Matar es inhumano e ilegal, excepto cuando se realiza por militares en guerras entre los Estados y a veces entre el Estado y su propia población como es el caso de las llamadas “guerras civiles”. La guerra es una aberración que, al ser practicada por todas las culturas y civilizaciones en todos los tiempos, ha llegado a sublimarse hasta parecer hechos naturales, necesarios, incluso legítimos. En realidad no son nada de eso, sino una manera mezquina de apoderarse de territorios y riquezas ajenas, someter a poblaciones y acumular poder.
No obstante, debido a circunstancias históricas, la violencia social ejercida contra la opresión, la explotación y contra las dictaduras, así como las luchas de liberación nacional contra los imperios coloniales y los países imperialistas, algunas confrontaciones armadas adquieren una indiscutible legitimidad, convirtiéndose en “guerras populares”.

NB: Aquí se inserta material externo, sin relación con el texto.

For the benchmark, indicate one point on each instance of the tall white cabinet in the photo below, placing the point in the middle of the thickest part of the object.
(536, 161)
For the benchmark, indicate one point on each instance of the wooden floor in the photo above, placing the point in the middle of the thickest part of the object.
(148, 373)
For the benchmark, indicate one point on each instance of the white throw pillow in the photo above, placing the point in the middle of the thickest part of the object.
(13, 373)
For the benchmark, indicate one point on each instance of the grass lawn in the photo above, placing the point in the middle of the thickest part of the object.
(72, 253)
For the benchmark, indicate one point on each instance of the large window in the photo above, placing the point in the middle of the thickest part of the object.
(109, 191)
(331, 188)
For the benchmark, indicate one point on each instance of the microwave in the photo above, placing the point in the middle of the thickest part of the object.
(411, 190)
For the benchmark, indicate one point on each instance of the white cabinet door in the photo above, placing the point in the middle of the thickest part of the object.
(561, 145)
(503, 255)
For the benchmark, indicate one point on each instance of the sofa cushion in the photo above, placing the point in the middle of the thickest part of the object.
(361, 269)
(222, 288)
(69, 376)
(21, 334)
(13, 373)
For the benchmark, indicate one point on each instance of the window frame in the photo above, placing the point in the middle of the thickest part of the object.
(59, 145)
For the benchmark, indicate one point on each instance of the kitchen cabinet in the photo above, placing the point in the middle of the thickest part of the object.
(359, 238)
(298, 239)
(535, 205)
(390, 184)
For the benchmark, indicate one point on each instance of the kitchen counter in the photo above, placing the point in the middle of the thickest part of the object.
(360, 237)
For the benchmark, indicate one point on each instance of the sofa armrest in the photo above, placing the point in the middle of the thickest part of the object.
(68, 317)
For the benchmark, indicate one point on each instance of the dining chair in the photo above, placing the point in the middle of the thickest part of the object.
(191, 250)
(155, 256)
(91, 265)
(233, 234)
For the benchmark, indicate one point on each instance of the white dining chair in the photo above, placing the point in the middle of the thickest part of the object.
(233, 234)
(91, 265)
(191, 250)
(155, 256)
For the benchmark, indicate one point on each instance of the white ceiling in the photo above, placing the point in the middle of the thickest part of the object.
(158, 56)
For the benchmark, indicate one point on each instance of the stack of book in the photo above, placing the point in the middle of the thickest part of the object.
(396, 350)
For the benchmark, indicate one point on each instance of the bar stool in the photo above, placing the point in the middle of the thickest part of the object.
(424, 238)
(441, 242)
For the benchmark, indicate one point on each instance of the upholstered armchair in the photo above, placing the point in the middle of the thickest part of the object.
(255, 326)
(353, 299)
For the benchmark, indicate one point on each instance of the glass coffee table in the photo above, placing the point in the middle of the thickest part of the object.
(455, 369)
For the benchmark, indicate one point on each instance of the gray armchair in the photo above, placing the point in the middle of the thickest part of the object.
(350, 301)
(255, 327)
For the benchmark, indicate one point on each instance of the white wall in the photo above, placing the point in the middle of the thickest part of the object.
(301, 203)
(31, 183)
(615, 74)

La más recordada de estas contiendas es la Segunda Guerra Mundial, en la cual jóvenes soviéticos motivados por la invasión y la ocupación nazi de su país, los británicos por los bombardeos alemanes a Londres y los norteamericanos por el ataque japonés a Pearl Harbor, se movilizaron por millones, como mismo hicieron los que en todos los países ocupados de Europa se sumaron a la resistencia y la lucha guerrillera.
Ante la imposibilidad de acabar con las guerras, precisamente en Europa se generaron esfuerzos por establecer “las leyes de las guerras” y “humanizar los conflictos bélicos”. En el siglo XIX, el fi lántropo suizo Henri Dunant, horrorizado por el sufrimiento de los soldados heridos y el maltrato a los prisioneros, fundó la Cruz Roja.
En el 1863 se efectuó la Primera Conferencia de Ginebra y fue firmada la Convención que estableció reglas para el tratamiento a los heridos.
En el 1854, durante la Guerra de Crimea, conmovida por las infrahumanas condiciones sanitarias en los frentes de batalla, con el apoyo de unas 30 mujeres, la enfermera Florence Nightingale se presentó en el campo de batalla donde desplegaron un extraordinario esfuerzo que salvó a miles de heridos en combate.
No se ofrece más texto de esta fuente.